As traffic again begins to grow, Victor Aguado, Eurocontrol's director general, highlights how Europe's air traffic management (ATM) co-ordinator is working to improve performance on five fronts: safety; capacity; cost-effectiveness; flight efficiency and the environment

In 2004 Europe saw a return to vigorous traffic growth, yet without accompanying delays. Never before have Europe's skies been so busy: the threshold of 29,500 daily flights was reached in September 2004. During that month, traditionally the busiest, there was 8% more traffic than in September 2001 and yet delays were down by 50%. Safety figures were also reassuring although vigilance cannot be allowed to slacken. And with the publication of the Strategic Safety Action Plan last year, Europe finally has an overall strategy covering everything from training to regulation.

But traffic growth continues. It is expected to come in at 4.8% for 2004 and could stay at this level over the next five to 10 years. As a result, more ATM capacity will be needed if we are to reach the target of only one minute of delay due to air traffic flow management per flight in 2006. In fact, capacity must increase by 20-25% before 2009 to reach this target. At the same time costs need to be reduced for airspace users and Eurocontrol is committed to doing all it can to make the ATM system more efficient.

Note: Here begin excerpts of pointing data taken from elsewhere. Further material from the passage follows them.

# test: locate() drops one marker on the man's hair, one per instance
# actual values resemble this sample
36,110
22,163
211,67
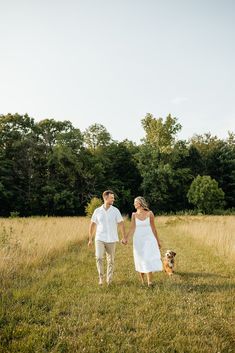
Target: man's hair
107,192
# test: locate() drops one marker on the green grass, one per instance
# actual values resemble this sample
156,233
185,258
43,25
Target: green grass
59,307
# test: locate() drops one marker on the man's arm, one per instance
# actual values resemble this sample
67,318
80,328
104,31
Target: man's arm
121,226
91,232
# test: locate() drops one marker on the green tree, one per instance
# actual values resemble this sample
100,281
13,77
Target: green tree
159,133
96,136
205,194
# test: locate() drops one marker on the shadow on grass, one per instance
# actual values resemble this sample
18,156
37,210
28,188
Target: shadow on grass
200,275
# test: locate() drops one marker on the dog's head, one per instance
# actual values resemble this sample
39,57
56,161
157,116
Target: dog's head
170,254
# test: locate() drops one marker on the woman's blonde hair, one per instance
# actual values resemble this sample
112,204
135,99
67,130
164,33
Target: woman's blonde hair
143,202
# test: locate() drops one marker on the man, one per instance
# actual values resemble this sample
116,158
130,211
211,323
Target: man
104,221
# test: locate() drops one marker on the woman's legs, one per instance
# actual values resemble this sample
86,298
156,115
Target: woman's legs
142,277
150,278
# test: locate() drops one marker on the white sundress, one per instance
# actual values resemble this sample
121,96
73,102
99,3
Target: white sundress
147,257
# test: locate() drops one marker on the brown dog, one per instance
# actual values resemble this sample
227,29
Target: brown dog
168,262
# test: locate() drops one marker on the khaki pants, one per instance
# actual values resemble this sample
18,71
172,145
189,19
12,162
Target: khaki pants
100,248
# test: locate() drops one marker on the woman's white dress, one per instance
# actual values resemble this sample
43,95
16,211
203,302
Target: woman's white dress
147,255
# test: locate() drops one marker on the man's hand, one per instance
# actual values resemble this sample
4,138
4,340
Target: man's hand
90,243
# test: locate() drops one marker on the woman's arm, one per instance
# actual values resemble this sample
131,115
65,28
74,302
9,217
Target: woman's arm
132,226
154,228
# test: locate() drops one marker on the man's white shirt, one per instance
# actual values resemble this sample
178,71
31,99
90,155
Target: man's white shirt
106,222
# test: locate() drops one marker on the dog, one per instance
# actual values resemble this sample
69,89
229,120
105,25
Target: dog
169,262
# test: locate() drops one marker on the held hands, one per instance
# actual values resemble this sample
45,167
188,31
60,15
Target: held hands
90,243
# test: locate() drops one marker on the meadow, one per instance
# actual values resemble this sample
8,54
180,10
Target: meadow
51,301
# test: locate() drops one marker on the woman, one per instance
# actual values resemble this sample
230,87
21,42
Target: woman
146,244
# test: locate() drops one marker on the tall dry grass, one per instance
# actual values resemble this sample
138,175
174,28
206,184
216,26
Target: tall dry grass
214,231
27,241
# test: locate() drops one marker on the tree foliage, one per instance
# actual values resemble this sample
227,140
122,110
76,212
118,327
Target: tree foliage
52,168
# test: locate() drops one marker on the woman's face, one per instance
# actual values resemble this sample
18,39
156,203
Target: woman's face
137,204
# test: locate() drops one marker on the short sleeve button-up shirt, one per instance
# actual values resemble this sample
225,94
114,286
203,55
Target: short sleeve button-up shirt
106,221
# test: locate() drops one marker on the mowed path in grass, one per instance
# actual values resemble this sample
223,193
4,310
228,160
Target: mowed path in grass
59,307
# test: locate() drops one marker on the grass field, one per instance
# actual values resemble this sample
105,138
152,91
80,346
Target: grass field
51,302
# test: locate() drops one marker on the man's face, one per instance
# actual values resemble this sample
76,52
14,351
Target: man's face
109,199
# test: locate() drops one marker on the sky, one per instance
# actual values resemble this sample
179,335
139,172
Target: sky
112,61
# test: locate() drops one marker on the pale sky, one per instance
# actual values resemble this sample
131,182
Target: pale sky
112,61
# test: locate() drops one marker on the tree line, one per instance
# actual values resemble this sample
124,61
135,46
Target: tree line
52,168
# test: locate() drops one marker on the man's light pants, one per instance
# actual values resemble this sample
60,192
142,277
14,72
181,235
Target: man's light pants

The outlook for the future is positive but certain steps must be taken to ensure that the system continues to function well. Over the next decade, we have to do two things to make the European ATM system safe and efficient. First, we have to improve the existing system through optimisation. Second, we must prepare for the next generation of technology which is needed to cope with the forecast traffic.

ATM exists primarily to ensure safety and it must remain the prime concern. But when traffic doubles, risk is multiplied by four and by nine when it triples. Traffic has indeed tripled in the last 25 years, and is expected to double again in the next 20 years. Our safety objective is that the absolute number of incidents/accidents should not increase, which means that the underlying rate must be divided by four when traffic has doubled, or by nine when it has tripled.

Punctuality too has improved. Until now, delays were mainly caused in the en-route phase. Now that this issue is being resolved, it is likely that airports could form the next bottleneck. `A large part of the capacity problem at airports is caused by runway congestion and Eurocontrol has a range of projects, tools and methodologies to help airports extract maximum use from their runways. These are already proving effective in the field.

Another area that could help optimise runway utilisation is to introduce sequencing through flow and capacity management so that traffic flows reach runways at even, predictable rates. It is a project under examination.

A comparison with the US ATM system carried out by Eurocontrol's Performance Review Commission indicated that the European system is more expensive than it could be. The US system handles twice as much traffic in the same volume of airspace, at only 15% more cost and with similar staffing.

A comparison of European air navigation service providers reveals great disparities in productivity and support cost ratios. Raising the average to the level of the third best provider would make for a 40%improvement in both areas.

There is real potential for substantial savings, providing higher levels of service and increased efficiency. Flights do not always take the most direct route from their point of departure to their destination, for several reasons:

·        aircraft often fly around large portions of airspace reserved for the military;

·        airlines may choose longer routes to avoid congested areas;

·        airlines may select routes over areas with lower charges.

There is room to progress here. A network view is needed. Eurocontrol is now planning a programme known as DMEAN (Dynamic Management of the European Airspace Network). It aims to improve the European ATM network as an integrated whole by drawing together flow and capacity management; improving route and network design and enhancing civil-military co-ordination.

Eurocontrol also takes note of environmental constraints, including noise and emissions, on all its projects. For example, a new project is now being run with the co-sponsorship of the European Space Agency. We are mapping the generation of cirrus clouds from contrails and will identify just how far these clouds force climate change. If the project confirms growing evidence that there is a link between traffic density, contrails and cirrus clouds with climate change impact, then there will be pressure for ATM to build contrail avoidance into flight planning.

The European Commission (EC) and Eurocontrol are collaborating in the management of ATM R&D through the Joint Programme Board. Together, they are responsible for 70% of European R&D funding in ATM.

Finally, there are long term programmes. Eurocontrol has secured funding under the TEN-T (Trans European Network - Transport) programme for the ATM Master Plan, which will contribute to the definition of the Single European Sky Implementation Programme, supported by the EC. The next-generation ATM system - designed, tested and developed through R&D - will enable us to make a quantum leap forward in ATM performance.

In these uncertain yet dynamic times, one fact is immutable. For the air transport industry to thrive, we need to have effective infrastructure as well as an effective ATM system to support it. That system must be safe, secure, efficient, cost-effective and have minimal impact on the environment. Eurocontrol is committed to developing just such a system, in tandem with all its partners.